The total amount borrowed is called a ‘peak debt’ which is the total of your existing loan balance as well as the new contract price plus any purchase costs such as stamp duty, bank fees and legal fees.
Repayments during the bridging period are calculated on an interest only basis and most banks will capitalise the interest until the existing home is sold. The capitalised interest is usually accrued monthly and added to the peak debt.
Once the sale of your property goes through, the fund from the sale, minus any costs, are used to reduce down the peak debt. The remaining debt (the end debt) reverts to a standard mortgage and paid off under standard terms.

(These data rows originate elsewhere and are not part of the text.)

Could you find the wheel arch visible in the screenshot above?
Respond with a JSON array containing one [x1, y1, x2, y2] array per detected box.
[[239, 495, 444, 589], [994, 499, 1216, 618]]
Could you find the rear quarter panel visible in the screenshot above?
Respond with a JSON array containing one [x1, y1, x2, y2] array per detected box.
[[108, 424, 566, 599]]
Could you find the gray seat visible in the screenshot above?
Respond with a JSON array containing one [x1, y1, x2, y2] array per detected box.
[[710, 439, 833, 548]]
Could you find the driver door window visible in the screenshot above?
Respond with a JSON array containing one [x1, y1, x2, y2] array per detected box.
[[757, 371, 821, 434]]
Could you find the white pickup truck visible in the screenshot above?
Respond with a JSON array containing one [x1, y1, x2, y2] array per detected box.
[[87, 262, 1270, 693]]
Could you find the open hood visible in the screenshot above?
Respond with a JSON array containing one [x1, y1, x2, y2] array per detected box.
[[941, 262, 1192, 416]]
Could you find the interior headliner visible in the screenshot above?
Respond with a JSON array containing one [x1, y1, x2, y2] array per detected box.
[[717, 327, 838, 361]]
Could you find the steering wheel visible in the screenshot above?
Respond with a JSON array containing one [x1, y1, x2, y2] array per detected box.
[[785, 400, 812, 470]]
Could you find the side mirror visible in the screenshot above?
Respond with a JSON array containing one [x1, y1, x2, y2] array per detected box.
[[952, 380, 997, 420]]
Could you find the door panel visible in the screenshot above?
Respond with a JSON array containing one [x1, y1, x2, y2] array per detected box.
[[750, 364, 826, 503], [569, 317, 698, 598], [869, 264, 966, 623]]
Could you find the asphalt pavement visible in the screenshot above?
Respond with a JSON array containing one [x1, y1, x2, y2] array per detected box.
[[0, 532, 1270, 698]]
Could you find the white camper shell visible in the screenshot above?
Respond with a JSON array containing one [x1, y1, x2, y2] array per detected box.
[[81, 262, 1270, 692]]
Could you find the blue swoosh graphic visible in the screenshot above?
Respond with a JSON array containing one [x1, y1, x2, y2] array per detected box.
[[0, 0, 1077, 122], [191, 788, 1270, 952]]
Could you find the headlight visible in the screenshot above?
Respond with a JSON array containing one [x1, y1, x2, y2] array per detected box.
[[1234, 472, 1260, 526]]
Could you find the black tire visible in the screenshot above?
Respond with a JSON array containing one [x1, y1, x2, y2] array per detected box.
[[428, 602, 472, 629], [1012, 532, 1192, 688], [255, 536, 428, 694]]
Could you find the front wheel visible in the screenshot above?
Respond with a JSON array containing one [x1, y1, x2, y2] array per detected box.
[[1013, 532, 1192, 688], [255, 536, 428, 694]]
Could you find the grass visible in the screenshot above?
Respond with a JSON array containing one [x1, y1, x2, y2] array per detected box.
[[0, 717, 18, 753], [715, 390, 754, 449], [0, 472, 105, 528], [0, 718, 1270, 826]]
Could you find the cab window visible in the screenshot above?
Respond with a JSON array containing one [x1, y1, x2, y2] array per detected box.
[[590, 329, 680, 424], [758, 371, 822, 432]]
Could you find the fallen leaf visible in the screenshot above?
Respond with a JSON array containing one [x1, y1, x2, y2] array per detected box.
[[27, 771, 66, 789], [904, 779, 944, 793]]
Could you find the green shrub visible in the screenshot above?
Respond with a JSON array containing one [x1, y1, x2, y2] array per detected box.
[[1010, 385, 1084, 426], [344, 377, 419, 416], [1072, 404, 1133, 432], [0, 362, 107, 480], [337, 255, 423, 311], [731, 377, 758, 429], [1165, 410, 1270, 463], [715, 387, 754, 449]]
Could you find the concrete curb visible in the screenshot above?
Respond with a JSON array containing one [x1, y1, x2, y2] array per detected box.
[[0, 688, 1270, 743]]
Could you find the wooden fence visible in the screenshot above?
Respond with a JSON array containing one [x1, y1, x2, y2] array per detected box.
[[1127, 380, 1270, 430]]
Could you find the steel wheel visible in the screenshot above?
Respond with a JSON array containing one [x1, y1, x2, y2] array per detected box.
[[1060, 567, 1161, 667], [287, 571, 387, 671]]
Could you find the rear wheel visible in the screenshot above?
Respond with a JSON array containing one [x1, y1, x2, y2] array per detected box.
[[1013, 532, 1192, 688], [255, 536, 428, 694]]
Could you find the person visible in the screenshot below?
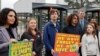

Depending on your financial circumstances, bridging loans can either be quite simple or a little more complex. It is better to discuss your bridging loan options with one of our experienced mortgage brokers, so we can research and compare the difference lenders and present you with your best options that suit your needs.
Key features of a bridging loan:
- Interest can be capitalised which may help getting the finance if servicing with the bank is tight. Also gives you some room to breathe knowing that you don’t have to pay interest on two loans.
- You can purchase the home you want and move into it while waiting for your home to sell. If you are buying a market that is good to buy but bad to sell, you can have up to 6-12 months with some lenders to sell your home.
- You can potentially borrow over 100% of the new purchase price.
- Some lenders will allow you to have access to a bridging loan while you are moving into it.